Sequel Fatigue

Last night Kish and I went to see Toy Story 3 in 3D at the Easton movie theatres.  It was well done, I suppose, but I found myself thinking about how little true creativity we see in popular culture anymore.  As nice as it was to see Woody and Buzz Lightyear in a new adventure, I would rather see the team that made Toy Story 3 devote their considerable talents to creating something totally new and different.

It seems like 75% of the movies showing at any given time are movie versions of TV shows or comic books, or sequels of prior successful movies, or remakes of old movies, or even remakes of sequels.  Everybody seems to be searching for a “franchise” that they can ride for a few sequels until diminishing quality and declining audience interest have irreparably damaged the memory of the excellent original movie.

Contrast the current approach with the golden age of Hollywood, during the ’30s, ’40s, and ’50s.  The most popular movie ever, Gone With The Wind, ended with a cliffhanger if there ever was one, but the studio resisted the temptation to crank out a sequel.  There was no sequel to The Wizard Of Oz, High Noon, or Rear Window, or It’s A Wonderful Life.   After Snow White and the Seven Dwarfs was a big hit, Walt Disney made Pinocchio, not Snow White 2:  Grumpy’s Revenge.

I sometimes wonder whether the focus on sequels has caused writers, directors, actors, and animators who are at the peak of their abilities to take the path of least resistance, rather than breaking new ground and creating new characters, story lines, and techniques.  What potential masterpieces have gone unmade as a result of the emphasis on producing sure-fire sequels?

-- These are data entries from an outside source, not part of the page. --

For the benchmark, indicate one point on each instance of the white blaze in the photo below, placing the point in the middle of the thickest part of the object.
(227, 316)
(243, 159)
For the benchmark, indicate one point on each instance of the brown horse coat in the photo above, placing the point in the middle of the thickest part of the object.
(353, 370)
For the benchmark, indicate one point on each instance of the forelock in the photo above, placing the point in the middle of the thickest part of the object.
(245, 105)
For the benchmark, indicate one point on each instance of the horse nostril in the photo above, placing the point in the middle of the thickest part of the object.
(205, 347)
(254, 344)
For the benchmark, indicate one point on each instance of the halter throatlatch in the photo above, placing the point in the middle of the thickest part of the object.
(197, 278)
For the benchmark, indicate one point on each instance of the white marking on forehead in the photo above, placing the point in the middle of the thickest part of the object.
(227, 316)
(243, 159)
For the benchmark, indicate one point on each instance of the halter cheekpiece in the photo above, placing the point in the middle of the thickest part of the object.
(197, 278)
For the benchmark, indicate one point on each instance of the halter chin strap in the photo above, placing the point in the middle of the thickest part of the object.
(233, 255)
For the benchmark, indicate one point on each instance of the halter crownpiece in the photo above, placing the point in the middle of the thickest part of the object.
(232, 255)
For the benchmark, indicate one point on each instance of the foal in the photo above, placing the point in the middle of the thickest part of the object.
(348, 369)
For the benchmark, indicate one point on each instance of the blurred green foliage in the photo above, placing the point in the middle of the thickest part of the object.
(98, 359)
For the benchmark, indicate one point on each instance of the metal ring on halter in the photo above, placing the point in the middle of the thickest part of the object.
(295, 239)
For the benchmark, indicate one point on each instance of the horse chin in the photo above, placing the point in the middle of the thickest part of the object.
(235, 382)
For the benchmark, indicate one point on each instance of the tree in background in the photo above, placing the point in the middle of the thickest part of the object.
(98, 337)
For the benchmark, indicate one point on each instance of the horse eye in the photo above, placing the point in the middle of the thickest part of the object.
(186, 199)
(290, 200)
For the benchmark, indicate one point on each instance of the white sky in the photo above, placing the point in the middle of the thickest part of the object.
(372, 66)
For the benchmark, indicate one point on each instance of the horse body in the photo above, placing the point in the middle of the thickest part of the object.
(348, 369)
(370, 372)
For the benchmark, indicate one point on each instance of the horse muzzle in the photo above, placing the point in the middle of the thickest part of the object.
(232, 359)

1 thought on “Sequel Fatigue

  1. Hi there, just a random stumbling in the blog-o-sphere and found your thoughts on TS3. I agree with most of your article, and while I felt a little disappointment upon leaving the theater I remind myself that while TS3 was ‘old hat’ for Pixar it is by far much more than a sequel. Consider other franchises where actors show up for a check and screenplays are so tissue thin as to insult the entire production – Spiderman 3 anyone? Or just about every franchise in the past fifteen years. Should the Star Wars prequels have ever seen the light of day? I think audience expectations are such that sequels leave us with higher than, and unrealistic demands that just cannot live up to the original experience of a new world with new characters to embrace. Familiarity can be a warm and welcoming feeling and I’m sure fans were no more disappointed than secretly hoping for yet another sequel here, Toy Story 4? Of course the rest of us, though admittedly I am a fan of Pixar and their films, will most likely recoil from the thought of extending the franchise even further – most likely the reason Pixar is at the top of their game will undoubtedly prevent them from such a mistake.